Mi madre y Margaret estaban empeñadas en tratar a los muertos con respeto, pero llegado ese momento me parecía un poco tarde. Ya no era una persona, sino sólo un cuerpo. Una cosa.

—La verdad es que sí que huele —dijo Margaret—. Pobre señora, ojalá la hubieran encontrado antes. —Miró el ventilador que zumbaba detrás de la rejilla del techo—. Esperemos que el motor no nos deje tirados esta noche.

Margaret siempre decía lo mismo antes de embalsamar un cuerpo: era como un cántico sagrado. El ventilador siguió chirriando encima de nosotros.

—Pierna —dijo.

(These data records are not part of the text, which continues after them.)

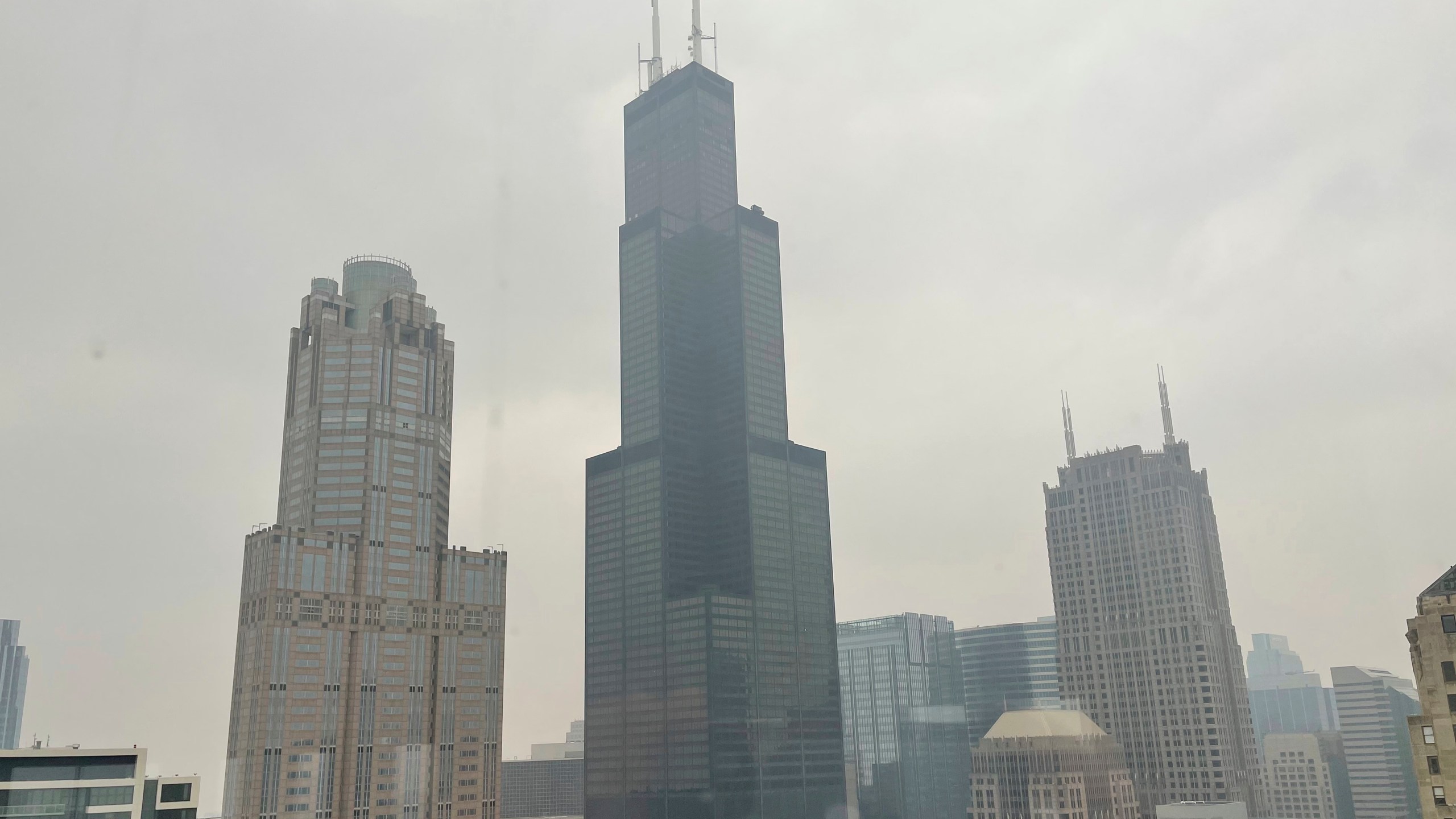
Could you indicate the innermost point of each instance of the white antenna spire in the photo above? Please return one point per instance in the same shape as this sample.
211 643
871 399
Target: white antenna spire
696 38
1168 414
1066 428
654 66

Me acerqué al pie y lo estiré mientras ella la rociaba—. Vuélvete.

Sin soltar el pie con las manos enguantadas, me volví y miré hacia la pared mientras Margaret levantaba la sábana para limpiarle los muslos.

—Lo bueno de todo esto es que te apuesto lo que quieras a que hoy todas las viudas del condado han recibido una visita, o la tendrán mañana. Todos los que se enteren de lo de la señora Anderson irán directos a ver a su madre para quedarse tranquilos. La otra pierna.

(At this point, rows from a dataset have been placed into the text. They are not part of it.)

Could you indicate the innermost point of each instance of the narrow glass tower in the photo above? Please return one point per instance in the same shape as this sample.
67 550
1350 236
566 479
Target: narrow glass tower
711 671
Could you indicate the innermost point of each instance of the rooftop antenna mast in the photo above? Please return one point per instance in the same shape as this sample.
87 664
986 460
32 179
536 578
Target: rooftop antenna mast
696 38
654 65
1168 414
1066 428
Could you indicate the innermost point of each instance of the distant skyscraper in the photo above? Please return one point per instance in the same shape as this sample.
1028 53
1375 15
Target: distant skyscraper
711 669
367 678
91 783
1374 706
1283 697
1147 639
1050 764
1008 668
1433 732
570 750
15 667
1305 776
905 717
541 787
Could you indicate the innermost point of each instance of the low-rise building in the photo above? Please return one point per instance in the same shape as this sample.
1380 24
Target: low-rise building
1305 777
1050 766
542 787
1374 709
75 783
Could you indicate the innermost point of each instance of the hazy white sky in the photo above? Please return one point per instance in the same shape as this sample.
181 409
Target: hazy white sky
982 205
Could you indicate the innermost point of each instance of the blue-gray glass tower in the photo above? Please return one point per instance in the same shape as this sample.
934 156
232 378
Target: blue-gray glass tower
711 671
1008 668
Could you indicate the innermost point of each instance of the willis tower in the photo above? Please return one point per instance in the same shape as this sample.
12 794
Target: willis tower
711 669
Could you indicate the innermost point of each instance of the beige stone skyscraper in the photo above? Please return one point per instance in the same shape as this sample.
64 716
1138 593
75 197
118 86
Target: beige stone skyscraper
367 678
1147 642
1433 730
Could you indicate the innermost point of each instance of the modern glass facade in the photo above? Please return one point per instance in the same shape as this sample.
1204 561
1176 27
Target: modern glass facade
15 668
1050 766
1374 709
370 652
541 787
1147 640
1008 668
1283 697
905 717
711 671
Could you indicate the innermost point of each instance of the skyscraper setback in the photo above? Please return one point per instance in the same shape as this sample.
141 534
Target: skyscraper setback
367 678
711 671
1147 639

Quería hacer un comentario sobre que los que se enterasen de lo de Jeb irían directos a ver a su mecánico, pero a Margaret nunca le han hecho gracia ese tipo de chistes.

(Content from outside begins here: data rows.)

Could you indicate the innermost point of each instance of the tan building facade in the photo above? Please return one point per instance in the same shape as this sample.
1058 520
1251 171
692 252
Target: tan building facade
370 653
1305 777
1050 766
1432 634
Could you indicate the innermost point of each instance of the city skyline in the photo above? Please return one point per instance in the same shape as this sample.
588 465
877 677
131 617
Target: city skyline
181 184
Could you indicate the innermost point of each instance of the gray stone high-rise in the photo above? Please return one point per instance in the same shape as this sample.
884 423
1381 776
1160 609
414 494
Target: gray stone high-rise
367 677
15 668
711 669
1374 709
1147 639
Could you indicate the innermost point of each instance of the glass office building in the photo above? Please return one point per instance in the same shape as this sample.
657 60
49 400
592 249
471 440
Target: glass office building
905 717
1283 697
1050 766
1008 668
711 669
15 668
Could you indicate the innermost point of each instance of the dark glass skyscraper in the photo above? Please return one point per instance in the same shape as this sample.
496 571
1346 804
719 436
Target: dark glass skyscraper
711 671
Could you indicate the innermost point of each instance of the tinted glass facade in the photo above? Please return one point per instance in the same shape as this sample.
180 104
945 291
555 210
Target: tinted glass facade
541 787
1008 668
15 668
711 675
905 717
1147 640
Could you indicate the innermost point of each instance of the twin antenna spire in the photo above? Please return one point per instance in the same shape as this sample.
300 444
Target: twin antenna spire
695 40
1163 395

Fuimos por todo el cuerpo, de la pierna al brazo, del brazo al tronco, del tronco a la cabeza, hasta que estuvo todo fregado y desinfectado. La sala olía a muerte y jabón. Margaret tiró los trapos al cesto de la ropa sucia y empezó a reunir los verdaderos productos para embalsamar.

Llevaba ayudando a mi madre y a Margaret desde que era niño, antes de que mi padre se marchara. Mi primera tarea fue limpiar la capilla: recoger los programas, vaciar los ceniceros, pasar la aspiradora por el suelo y alguna que otra cosa más que un crío de seis años podía hacer solo. Las tareas se habían convertido en más importantes según yo iba creciendo, pero no pude ayudar con lo más divertido —embalsamar— hasta que cumplí los doce. Embalsamar era como… no sé cómo describirlo. Era como jugar con una muñeca gigante, vestirla, bañarla y abrirla para ver qué tenía dentro. Una vez, cuando tenía ocho años, espié a mi madre mientras embalsamaba; miré por el ojo de la cerradura para ver cuál era el gran secreto y, cuando a la semana siguiente destripé al osito, creo que no se dio cuenta de la conexión.

Margaret me pasó el algodón y yo lo sujeté mientras ella embutía pedacitos debajo de los párpados con cuidado. Los ojos empezaban a hundirse, se desinflaban al perder humedad y el algodón ayudaba a mantener la forma correcta para el velatorio de cuerpo presente. También servía para mantener los párpados cerrados y, por si acaso, mi tía siempre añadía un poco de adhesivo para mantener la humedad y el ojo cerrado.